Flow Control: Supports Clock Stretching, allowing the Master to pause transmission if a Slave holds the SCL line LOW.

Error Detection: Includes detection of Acknowledge Failures (AF) when an addressed slave fails to respond.

I²C-Registers

The register layout and functionality are strongly oriented towards the STM32 I²C peripheral design.
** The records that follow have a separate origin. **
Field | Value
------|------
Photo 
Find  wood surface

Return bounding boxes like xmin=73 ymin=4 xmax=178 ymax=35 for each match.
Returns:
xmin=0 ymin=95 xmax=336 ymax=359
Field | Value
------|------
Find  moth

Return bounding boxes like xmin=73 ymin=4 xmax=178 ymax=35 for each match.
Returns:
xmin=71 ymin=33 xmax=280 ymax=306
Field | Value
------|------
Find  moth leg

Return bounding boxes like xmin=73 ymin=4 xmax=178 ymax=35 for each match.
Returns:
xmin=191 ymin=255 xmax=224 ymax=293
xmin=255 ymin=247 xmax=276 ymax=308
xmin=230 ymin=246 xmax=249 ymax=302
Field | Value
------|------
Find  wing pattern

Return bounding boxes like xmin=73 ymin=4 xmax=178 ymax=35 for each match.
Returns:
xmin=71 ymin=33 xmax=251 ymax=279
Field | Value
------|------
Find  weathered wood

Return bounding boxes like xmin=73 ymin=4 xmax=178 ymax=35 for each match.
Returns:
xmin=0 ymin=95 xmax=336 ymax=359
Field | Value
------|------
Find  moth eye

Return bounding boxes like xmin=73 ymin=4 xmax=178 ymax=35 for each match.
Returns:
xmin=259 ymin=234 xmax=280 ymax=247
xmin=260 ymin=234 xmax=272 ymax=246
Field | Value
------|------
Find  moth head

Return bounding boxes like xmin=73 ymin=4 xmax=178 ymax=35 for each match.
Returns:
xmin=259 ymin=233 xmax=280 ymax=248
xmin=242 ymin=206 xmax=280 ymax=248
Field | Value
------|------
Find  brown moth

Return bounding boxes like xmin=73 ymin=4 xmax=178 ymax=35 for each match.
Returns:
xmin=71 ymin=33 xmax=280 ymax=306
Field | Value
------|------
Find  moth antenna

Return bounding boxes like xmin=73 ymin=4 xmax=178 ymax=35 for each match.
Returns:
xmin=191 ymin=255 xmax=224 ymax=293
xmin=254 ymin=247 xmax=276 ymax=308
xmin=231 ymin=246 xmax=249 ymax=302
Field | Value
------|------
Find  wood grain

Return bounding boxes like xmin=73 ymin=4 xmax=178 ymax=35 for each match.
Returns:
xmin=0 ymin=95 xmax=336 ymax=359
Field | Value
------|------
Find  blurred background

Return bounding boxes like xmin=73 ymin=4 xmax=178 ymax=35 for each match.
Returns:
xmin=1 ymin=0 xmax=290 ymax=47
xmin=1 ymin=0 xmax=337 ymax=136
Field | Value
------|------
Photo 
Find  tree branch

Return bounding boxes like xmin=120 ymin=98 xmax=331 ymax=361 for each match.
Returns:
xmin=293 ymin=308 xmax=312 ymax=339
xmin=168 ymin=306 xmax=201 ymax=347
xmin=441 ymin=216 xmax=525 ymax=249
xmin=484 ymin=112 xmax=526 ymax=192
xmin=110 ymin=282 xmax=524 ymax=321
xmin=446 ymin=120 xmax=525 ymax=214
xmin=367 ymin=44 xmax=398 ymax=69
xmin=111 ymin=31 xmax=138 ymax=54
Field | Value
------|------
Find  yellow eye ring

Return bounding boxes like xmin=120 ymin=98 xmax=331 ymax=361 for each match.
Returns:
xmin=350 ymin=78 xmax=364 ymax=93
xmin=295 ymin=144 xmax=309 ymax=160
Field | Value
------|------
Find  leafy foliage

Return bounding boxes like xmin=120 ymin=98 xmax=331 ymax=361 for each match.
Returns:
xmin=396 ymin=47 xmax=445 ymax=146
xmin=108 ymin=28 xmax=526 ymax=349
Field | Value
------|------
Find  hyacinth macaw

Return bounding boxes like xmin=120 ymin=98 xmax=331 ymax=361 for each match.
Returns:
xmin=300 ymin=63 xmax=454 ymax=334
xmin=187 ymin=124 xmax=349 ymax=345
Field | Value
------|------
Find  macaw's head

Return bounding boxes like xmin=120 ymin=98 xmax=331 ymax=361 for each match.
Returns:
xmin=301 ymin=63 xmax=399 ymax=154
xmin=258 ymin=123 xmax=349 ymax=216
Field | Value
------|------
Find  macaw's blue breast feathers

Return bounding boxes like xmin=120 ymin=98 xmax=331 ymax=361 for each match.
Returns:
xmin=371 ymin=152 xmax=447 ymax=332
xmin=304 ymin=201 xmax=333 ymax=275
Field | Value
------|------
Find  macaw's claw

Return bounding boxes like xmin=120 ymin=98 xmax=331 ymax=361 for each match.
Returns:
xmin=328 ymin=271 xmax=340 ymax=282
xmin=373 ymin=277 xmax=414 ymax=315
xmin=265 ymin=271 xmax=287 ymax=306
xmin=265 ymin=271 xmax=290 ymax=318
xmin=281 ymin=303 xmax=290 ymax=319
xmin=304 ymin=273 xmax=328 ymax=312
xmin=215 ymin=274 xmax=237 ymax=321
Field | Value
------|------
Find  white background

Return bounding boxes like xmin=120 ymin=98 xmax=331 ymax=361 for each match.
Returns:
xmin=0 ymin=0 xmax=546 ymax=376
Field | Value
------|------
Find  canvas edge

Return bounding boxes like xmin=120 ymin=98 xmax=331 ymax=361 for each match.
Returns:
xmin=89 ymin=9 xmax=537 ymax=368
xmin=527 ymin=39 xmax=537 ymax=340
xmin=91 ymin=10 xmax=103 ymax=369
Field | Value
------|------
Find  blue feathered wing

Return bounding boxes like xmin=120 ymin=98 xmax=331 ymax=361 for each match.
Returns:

STM32F4 datasheet.

group i2c_defs

I²C register overview

Offset	Register	Name	Description
0x00	I2C_CR1	Control Register 1	Core control of the I²C peripheral (enable, START/STOP, ACK).
0x04	I2C_CR2	Control Register 2	Peripheral clock configuration and interrupt control.
0x08	I2C_OAR1	Own Address Register	Primary own address configuration (slave mode).
0x0C	I2C_OAR2	Own Address Register	Secondary own address configuration (slave mode).
0x10	I2C_DR	Data Register	8-bit data register for transmit and receive operations.
0x14	I2C_SR1	Status Register 1	Event and error flags indicating I²C bus status.
0x18	I2C_SR2	Status Register 2	Bus state and master/slave mode indication.
0x1C	I2C_CCR	Clock Control Reg.	SCL clock prescaler and speed mode configuration.
0x20	I2C_TRISE	TRISE Register	Maximum allowed SDA/SCL rise time (Standard Mode).

All registers are memory-mapped and accessed via the Wishbone bus.
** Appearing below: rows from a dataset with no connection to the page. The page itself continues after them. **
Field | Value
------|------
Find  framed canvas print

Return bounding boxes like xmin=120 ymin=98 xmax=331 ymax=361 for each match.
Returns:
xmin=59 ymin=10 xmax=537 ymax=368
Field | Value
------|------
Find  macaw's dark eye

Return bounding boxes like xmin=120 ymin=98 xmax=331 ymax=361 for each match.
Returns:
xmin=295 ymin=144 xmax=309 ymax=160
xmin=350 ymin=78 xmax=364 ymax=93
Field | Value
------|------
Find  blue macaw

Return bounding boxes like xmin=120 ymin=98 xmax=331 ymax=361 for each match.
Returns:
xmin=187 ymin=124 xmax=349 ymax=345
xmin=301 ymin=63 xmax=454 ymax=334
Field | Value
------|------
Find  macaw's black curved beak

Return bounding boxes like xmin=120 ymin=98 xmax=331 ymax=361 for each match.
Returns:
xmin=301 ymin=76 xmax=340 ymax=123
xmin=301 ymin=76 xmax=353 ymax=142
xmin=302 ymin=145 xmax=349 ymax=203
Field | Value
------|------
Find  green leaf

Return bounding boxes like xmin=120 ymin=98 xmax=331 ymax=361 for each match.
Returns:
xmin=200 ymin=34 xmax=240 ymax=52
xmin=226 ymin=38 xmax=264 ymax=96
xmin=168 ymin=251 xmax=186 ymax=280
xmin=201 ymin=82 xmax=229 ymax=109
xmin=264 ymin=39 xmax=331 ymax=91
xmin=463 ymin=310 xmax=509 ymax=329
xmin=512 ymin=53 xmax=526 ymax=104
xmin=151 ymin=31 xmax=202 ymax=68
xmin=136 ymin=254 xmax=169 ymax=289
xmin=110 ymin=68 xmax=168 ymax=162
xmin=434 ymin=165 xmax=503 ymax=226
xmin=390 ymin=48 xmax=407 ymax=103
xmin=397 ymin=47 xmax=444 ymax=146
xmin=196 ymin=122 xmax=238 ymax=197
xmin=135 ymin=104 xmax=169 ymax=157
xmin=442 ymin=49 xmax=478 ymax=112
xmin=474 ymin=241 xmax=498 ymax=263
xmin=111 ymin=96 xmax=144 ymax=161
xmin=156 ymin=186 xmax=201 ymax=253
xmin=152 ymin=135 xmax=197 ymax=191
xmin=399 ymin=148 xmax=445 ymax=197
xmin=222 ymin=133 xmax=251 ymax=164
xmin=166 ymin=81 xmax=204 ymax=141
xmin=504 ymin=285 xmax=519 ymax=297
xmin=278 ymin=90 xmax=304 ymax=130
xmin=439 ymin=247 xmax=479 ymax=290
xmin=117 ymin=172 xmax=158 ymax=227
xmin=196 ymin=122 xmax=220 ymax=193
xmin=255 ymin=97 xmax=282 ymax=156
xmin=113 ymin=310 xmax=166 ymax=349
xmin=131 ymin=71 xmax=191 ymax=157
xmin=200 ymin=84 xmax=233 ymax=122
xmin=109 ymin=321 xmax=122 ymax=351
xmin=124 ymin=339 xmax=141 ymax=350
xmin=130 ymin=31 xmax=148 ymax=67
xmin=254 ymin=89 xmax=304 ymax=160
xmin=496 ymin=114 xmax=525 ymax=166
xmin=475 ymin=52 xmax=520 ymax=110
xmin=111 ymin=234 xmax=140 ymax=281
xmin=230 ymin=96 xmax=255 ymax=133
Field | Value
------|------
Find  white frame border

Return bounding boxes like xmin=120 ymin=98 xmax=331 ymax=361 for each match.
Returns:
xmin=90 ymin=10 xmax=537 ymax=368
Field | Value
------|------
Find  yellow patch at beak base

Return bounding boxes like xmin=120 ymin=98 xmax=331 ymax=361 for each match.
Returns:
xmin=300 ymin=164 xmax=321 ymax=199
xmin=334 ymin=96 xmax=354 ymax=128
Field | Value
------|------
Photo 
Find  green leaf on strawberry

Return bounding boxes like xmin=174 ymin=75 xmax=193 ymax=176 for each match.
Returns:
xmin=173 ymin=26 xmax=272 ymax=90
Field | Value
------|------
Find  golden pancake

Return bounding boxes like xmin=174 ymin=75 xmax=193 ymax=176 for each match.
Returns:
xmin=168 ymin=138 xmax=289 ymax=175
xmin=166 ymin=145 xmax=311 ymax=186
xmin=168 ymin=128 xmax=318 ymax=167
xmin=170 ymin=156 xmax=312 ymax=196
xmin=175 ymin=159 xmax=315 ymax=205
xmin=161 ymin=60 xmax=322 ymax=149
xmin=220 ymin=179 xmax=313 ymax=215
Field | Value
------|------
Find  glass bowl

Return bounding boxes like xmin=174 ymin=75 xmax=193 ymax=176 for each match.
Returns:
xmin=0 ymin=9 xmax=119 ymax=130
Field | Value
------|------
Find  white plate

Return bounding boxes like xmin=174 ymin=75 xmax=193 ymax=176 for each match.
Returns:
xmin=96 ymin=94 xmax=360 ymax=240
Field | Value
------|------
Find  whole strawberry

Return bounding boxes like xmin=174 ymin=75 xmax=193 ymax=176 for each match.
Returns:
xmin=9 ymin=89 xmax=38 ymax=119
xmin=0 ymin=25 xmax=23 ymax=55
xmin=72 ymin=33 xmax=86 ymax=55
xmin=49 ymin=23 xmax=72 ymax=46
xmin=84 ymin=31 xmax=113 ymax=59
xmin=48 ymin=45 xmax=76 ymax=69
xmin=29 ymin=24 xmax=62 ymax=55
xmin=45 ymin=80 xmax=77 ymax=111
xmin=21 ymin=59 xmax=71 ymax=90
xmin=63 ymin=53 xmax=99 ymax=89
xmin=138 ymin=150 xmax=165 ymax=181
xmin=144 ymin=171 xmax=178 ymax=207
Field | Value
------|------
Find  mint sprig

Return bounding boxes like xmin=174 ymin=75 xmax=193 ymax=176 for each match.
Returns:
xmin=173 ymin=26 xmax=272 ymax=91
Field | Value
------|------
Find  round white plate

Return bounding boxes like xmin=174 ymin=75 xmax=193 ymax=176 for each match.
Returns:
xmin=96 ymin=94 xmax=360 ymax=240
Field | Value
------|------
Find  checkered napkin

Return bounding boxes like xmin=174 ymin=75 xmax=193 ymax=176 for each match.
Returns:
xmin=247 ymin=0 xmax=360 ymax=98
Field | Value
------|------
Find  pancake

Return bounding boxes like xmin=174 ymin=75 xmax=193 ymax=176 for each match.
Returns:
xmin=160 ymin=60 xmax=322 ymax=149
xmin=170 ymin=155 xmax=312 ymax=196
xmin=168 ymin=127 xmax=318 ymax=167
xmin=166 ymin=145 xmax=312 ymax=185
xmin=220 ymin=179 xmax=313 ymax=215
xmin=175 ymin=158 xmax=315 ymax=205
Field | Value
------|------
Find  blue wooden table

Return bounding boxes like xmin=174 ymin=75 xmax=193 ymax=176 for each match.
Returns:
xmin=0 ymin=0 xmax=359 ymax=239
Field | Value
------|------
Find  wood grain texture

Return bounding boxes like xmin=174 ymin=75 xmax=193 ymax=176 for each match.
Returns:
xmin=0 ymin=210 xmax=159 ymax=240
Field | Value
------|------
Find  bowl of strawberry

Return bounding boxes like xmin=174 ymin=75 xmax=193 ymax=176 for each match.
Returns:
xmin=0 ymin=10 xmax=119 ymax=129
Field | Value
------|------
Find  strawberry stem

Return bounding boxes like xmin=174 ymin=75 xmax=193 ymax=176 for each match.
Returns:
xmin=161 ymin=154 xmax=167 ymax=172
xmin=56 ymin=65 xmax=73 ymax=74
Control Register 1 (I2C_CR1)

Bit	Name	Description
0	PE	Peripheral enable
8	START	Generate START condition (master mode)
9	STOP	Generate STOP condition (master mode)
10	ACK	Enable acknowledge generation

Control Register 2 (I2C_CR2)

Bits	Name	Description
5:0	FREQ[5:0]	Peripheral clock frequency in MHz (basis for timing generation)

Data Register (I2C_DR)

Bits	Name	Description
7:0	DR	Transmit address and transmit/receive data byte

Status Register 1 (I2C_SR1)

Bit	Name	Description
0	SB	START condition generated
1	ADDR	Address sent and ACK/NACK received
2	BTF	Byte transfer finished
6	RXNE	Receive buffer not empty
7	TXE	Transmit data register empty
10	AF	Acknowledge failure (NACK received)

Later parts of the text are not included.